In the current biomedical data movement, numerous efforts have been made to convert and normalize a large number of traditional structured and unstructured data (e.g., EHRs, reports) to semi-structured data (e.g., RDF, OWL). With the increasing number of semi-structured data coming into the biomedical community, data integration and knowledge discovery from heterogeneous domains become important research problem. In the application level, detection of related concepts among medical ontologies is an important goal of life science research. It is more crucial to figure out how different concepts are related within a single ontology or across multiple ontologies by analysing predicates in different knowledge bases. However, the world today is one of information explosion, and it is extremely difficult for biomedical researchers to find existing or potential predicates to perform linking among cross domain concepts without any support from schema pattern analysis. Therefore, there is a need for a mechanism to do predicate oriented pattern analysis to partition heterogeneous ontologies into closer small topics and do query generation to discover cross domain knowledge from each topic. In this paper, we present such a model that predicates oriented pattern analysis based on their close relationship and generates a similarity matrix. Based on this similarity matrix, we apply an innovated unsupervised learning algorithm to partition large data sets into smaller and closer topics and generate meaningful queries to fully discover knowledge over a set of interlinked data sources. We have implemented a prototype system named BmQGen and evaluate the proposed model with colorectal surgical cohort from the Mayo Clinic.

Abstract Image

Abstract Image

Abstract Image

面向谓词的生物医学知识发现模式分析。
在当前的生物医学数据运动中,已经进行了大量的努力,将大量传统的结构化和非结构化数据(例如,电子病历、报告)转换和规范化为半结构化数据(例如,RDF、OWL)。随着越来越多的半结构化数据进入生物医学领域,异构领域的数据集成和知识发现成为重要的研究问题。在应用层面,医学本体之间相关概念的检测是生命科学研究的重要目标。更重要的是,通过分析不同知识库中的谓词,弄清楚不同概念如何在单个本体内或跨多个本体关联。
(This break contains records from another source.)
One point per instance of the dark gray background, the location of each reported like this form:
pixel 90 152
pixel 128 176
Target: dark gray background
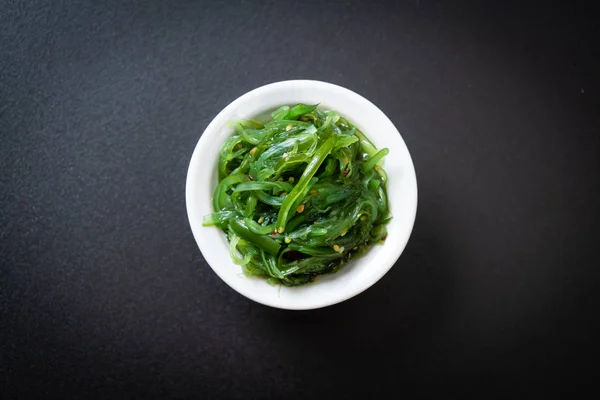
pixel 104 293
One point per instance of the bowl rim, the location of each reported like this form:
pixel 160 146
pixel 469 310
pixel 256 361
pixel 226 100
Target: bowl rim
pixel 204 144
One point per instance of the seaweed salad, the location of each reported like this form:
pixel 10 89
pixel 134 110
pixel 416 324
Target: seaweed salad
pixel 299 194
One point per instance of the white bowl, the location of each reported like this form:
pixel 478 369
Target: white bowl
pixel 357 275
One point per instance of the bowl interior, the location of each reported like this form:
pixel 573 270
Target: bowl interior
pixel 357 275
然而,当今世界是一个信息爆炸的世界,如果没有模式分析的支持,生物医学研究人员很难找到现有的或潜在的谓词来实现跨领域概念之间的链接。因此,需要一种机制来进行面向谓词的模式分析,以将异构本体划分为更紧密的小主题,并进行查询生成以从每个主题中发现跨领域知识。在本文中,我们提出了这样一个模型,基于它们的密切关系来预测面向模式分析,并生成相似矩阵。基于该相似矩阵,我们应用一种创新的无监督学习算法将大数据集划分为更小、更紧密的主题,并生成有意义的查询,以在一组相互关联的数据源上充分发现知识。我们已经实现了一个名为BmQGen的原型系统,并与梅奥诊所的结直肠手术队列一起评估了所提出的模型。
本文章由计算机程序翻译,如有差异,请以英文原文为准。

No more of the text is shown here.